Several replies since I replied to dchuk.

@Bofu2U This is a lot more "logical" than that. For example you want all the "First Name" entries from a site. You give me the URL of page one of the listing, and the script grabs every "First Name" entry throughout listing, including entries on any pagination. More complicated scrapes are possible, but this is the basic idea.

@xpathfucker "it's wrong but it really tastes so sweet..." <-- THIS. The script can scrape text, but if it is scraping images it can upload them to a specified FTP sever or return their original URLs.

@Jake232 Eh?
 
Several replies since I replied to dchuk.

@Bofu2U This is a lot more "logical" than that. For example you want all the "First Name" entries from a site. You give me the URL of page one of the listing, and the script grabs every "First Name" entry throughout listing, including entries on any pagination. More complicated scrapes are possible, but this is the basic idea.

What if I give you one page with an example of the structure (and what I want, like First name) and tell you I want that information from every page on the entire site?
 
Ahh, it seems that Jake232 was talking about Arachnid by dchuk.

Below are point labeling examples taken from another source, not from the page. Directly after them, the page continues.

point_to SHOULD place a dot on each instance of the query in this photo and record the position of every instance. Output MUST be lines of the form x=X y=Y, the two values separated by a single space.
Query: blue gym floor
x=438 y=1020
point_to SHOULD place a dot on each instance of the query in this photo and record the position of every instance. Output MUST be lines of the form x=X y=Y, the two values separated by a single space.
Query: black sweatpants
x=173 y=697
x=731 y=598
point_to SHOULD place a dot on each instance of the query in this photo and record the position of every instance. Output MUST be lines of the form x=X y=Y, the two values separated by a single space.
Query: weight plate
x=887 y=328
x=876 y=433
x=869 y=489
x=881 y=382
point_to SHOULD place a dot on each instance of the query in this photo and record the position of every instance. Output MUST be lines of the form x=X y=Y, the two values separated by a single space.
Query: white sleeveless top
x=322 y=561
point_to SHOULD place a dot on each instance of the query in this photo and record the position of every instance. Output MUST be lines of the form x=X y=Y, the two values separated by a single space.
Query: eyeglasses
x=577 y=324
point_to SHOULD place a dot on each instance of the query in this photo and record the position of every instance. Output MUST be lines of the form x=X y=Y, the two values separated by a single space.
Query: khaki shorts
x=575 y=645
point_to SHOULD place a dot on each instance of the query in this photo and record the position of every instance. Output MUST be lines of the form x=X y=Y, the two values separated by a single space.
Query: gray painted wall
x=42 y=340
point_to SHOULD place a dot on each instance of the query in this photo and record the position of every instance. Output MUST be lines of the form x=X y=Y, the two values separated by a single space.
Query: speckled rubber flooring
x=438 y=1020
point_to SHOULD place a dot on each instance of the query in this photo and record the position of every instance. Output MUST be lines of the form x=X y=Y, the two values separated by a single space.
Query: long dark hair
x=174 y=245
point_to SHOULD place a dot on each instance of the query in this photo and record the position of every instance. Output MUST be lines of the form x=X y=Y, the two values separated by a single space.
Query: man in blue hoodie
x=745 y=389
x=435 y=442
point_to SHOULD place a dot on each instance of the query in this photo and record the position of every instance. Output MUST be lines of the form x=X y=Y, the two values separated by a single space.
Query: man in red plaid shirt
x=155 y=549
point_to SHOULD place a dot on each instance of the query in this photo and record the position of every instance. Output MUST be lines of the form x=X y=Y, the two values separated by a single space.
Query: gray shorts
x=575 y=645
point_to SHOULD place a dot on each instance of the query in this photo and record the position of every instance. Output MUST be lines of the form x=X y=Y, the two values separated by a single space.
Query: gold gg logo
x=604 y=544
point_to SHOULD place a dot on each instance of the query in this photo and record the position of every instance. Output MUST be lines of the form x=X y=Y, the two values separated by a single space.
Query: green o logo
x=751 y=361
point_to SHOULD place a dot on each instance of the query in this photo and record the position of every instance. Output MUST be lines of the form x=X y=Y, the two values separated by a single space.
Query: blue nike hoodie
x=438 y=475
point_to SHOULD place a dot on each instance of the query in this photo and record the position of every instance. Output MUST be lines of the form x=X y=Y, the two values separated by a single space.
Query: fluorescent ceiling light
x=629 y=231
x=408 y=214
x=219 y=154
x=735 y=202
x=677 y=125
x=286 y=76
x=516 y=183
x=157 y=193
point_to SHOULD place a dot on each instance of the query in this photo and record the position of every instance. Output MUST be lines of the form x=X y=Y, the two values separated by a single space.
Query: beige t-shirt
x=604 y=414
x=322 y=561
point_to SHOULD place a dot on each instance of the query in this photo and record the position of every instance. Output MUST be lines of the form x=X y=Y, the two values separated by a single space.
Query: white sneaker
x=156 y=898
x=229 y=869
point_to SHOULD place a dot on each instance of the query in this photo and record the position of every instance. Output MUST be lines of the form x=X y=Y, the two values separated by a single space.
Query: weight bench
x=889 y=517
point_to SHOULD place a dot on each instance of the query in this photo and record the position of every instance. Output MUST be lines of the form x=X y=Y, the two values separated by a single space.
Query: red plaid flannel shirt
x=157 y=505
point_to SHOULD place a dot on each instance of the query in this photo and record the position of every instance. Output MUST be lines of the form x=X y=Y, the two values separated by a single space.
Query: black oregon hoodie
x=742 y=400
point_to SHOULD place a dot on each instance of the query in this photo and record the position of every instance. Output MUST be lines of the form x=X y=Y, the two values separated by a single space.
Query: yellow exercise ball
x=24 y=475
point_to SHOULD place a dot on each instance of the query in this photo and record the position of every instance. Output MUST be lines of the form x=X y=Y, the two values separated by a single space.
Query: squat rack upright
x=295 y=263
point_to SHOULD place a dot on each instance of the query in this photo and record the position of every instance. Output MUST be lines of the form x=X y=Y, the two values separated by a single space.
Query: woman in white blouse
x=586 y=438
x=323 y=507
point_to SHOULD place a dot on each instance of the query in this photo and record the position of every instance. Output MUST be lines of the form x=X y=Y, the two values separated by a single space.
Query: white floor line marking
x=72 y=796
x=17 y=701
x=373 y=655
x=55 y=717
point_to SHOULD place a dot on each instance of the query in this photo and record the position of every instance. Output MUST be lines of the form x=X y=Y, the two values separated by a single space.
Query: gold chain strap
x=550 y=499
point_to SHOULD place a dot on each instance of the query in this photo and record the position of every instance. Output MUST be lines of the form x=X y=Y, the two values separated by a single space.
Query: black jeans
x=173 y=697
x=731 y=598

@dchuk Yeah, I appreciate that a lot of people will have their own solutions for any scraping requirements that they may have, but at the same time there are many who do not have access to this kind of resource. This is the gap(?) in the market that I am looking to fill with this service. Thanks for the sharing the code for Arachnid, I will have to have a look, and at the very least understand the approach you have taken. Hopefully I can learn something from your methods!
 
Several replies since I replied to dchuk.
The script can scrape text, but if it is scraping images it can upload them to a specified FTP sever or return their original URLs.

Ok cool. May I suggest you include a way to scrape stuff that require post requests (which is quite easy anyway), cause that is where some powerfull things can be made with PHP.

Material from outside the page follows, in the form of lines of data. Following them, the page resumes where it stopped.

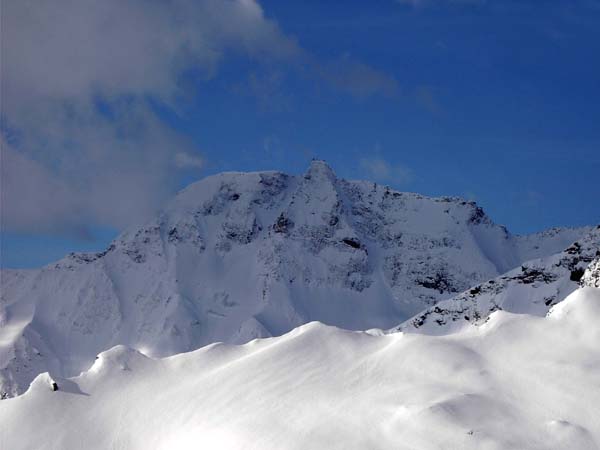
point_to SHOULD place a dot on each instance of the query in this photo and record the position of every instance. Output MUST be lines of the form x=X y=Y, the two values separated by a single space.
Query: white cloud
x=73 y=163
x=378 y=169
x=187 y=161
x=358 y=79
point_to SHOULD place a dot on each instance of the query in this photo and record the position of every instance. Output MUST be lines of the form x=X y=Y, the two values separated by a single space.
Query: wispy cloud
x=87 y=147
x=378 y=169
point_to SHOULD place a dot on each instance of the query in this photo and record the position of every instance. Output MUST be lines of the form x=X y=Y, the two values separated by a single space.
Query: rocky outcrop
x=243 y=255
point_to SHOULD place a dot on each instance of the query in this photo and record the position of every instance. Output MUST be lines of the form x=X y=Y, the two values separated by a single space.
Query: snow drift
x=239 y=256
x=517 y=381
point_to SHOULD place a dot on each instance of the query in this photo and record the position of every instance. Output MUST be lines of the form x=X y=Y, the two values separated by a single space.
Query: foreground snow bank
x=515 y=382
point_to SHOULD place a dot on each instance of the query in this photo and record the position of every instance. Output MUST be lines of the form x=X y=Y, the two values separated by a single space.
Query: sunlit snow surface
x=515 y=382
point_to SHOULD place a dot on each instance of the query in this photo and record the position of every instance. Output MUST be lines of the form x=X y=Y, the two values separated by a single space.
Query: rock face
x=591 y=277
x=238 y=256
x=532 y=288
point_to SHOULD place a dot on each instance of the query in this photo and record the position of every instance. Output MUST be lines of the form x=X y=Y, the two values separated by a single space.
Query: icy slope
x=532 y=288
x=516 y=382
x=243 y=255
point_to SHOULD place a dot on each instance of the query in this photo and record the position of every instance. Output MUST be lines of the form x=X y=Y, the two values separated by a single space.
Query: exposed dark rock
x=354 y=243
x=282 y=224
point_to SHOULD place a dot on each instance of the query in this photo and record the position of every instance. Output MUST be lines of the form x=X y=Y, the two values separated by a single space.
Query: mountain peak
x=319 y=170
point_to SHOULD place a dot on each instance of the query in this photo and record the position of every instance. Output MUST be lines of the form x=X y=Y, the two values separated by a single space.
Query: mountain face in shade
x=533 y=288
x=238 y=256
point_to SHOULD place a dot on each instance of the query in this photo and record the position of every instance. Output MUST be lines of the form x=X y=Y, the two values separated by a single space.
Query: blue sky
x=495 y=101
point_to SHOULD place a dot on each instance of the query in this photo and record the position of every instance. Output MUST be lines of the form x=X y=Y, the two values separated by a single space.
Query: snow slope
x=515 y=382
x=532 y=288
x=238 y=256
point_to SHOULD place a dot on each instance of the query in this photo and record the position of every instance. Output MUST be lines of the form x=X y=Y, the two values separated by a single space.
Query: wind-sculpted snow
x=515 y=382
x=532 y=288
x=238 y=256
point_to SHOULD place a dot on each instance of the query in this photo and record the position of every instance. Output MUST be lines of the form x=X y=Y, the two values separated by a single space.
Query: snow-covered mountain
x=532 y=288
x=515 y=382
x=238 y=256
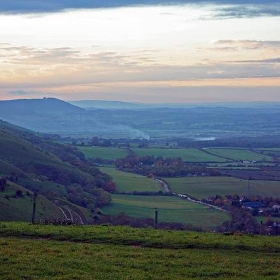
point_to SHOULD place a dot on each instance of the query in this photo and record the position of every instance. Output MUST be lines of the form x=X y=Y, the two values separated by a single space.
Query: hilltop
x=143 y=121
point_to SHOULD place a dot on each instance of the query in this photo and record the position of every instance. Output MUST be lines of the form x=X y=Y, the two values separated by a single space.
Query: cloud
x=21 y=92
x=43 y=6
x=226 y=45
x=235 y=10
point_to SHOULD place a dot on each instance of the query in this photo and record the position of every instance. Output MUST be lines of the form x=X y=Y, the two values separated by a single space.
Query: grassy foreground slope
x=84 y=252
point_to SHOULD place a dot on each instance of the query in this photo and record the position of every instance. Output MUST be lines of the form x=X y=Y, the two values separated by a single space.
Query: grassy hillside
x=57 y=172
x=15 y=205
x=49 y=252
x=104 y=153
x=129 y=182
x=203 y=187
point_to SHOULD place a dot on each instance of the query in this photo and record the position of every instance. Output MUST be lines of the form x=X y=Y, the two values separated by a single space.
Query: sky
x=140 y=51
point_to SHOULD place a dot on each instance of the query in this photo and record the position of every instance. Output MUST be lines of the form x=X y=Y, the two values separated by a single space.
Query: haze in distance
x=140 y=51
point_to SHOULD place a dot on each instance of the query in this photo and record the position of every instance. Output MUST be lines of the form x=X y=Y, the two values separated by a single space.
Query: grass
x=129 y=182
x=20 y=208
x=104 y=153
x=190 y=155
x=203 y=187
x=170 y=209
x=126 y=253
x=239 y=154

No urls to give u, but u sure have a nice offer. Have fun scrapping.:drinkup:
 
What if I give you one page with an example of the structure (and what I want, like First name) and tell you I want that information from every page on the entire site?

This is exactly the objective I am working to achieve. Nice and automated, define the URL to scrape, and then grab the required data from the entire site so reliably that it can be handled by other scripts or even (spun? [and]) used as content.
 
if your using php, are you using curl, raw sockets, or fopen?

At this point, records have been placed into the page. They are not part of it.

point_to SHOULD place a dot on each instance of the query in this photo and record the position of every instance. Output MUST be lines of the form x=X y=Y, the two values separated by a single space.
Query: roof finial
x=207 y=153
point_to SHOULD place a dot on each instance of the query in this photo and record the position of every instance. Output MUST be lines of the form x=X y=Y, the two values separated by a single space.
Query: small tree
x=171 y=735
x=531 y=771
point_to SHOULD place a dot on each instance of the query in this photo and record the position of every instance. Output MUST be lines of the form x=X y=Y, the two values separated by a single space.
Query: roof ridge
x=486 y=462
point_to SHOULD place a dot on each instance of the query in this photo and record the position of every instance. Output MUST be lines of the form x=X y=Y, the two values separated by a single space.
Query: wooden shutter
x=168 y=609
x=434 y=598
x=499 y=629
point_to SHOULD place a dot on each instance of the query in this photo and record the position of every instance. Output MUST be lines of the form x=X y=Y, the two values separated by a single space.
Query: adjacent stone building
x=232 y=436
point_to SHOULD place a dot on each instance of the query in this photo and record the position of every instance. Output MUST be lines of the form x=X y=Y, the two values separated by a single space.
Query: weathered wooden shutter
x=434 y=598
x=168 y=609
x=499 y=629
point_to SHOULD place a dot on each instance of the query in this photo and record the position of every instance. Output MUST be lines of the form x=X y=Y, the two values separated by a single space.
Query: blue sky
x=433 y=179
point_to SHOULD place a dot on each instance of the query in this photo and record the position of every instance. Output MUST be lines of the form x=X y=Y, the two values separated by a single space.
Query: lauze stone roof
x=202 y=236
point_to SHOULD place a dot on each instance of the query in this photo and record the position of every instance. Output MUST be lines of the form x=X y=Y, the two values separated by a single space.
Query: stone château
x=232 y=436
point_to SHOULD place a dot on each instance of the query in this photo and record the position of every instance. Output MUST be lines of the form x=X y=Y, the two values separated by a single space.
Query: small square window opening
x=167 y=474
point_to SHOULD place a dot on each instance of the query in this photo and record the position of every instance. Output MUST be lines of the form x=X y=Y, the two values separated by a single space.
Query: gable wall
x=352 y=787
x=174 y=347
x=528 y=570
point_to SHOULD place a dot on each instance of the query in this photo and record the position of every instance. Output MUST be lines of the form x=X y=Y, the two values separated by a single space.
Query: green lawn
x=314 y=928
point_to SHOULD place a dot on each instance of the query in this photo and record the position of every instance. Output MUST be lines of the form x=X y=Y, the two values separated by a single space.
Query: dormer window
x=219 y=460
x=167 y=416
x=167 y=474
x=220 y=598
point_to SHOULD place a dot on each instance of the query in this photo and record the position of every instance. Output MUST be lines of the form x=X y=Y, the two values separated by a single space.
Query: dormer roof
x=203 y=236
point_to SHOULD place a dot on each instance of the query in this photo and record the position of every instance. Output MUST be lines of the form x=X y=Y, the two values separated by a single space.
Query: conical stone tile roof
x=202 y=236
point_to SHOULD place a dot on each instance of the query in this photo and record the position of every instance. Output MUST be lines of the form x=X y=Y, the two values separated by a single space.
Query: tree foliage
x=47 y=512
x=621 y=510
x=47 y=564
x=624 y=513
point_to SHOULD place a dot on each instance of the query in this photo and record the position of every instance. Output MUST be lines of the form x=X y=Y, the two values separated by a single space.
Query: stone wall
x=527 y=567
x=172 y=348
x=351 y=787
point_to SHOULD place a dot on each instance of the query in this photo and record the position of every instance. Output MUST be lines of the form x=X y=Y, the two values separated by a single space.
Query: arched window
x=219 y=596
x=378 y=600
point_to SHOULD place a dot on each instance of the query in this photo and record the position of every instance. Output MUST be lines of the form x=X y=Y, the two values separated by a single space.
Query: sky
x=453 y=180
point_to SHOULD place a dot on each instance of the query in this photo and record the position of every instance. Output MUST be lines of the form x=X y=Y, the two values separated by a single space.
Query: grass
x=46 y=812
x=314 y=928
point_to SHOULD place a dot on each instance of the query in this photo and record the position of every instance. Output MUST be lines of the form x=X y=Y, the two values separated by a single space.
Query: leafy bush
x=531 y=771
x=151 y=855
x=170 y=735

if curl, are you using an asyn/non blocking version of it? how about polling/que?

just curious, I've been testing up a nonblocking multi curl script that has a que....
 
Thanks for the PMs, had an interesting eBay scraping request that has made me rethink the way that I am doing things. Basically, the system now caches pages that are being scraped. If anybody else has any scraping requests, then please send me details and I will have a look!

@Bofu2U Sweet. I haven't started working on proxy support yet, but when I'm there I'll hit you up.

@eliquid I am using file_get_contents() for simple requests and CURL for requests where I need to send header information. I will have a look at asynchronous non-blocking requests. The system does have a queue, and can be set to process a defined number of jobs per minute.

@mattseh Thanks for sharing that, I will have a look.

@Berto Cheers for the PM, I will drop you a reply in a minute.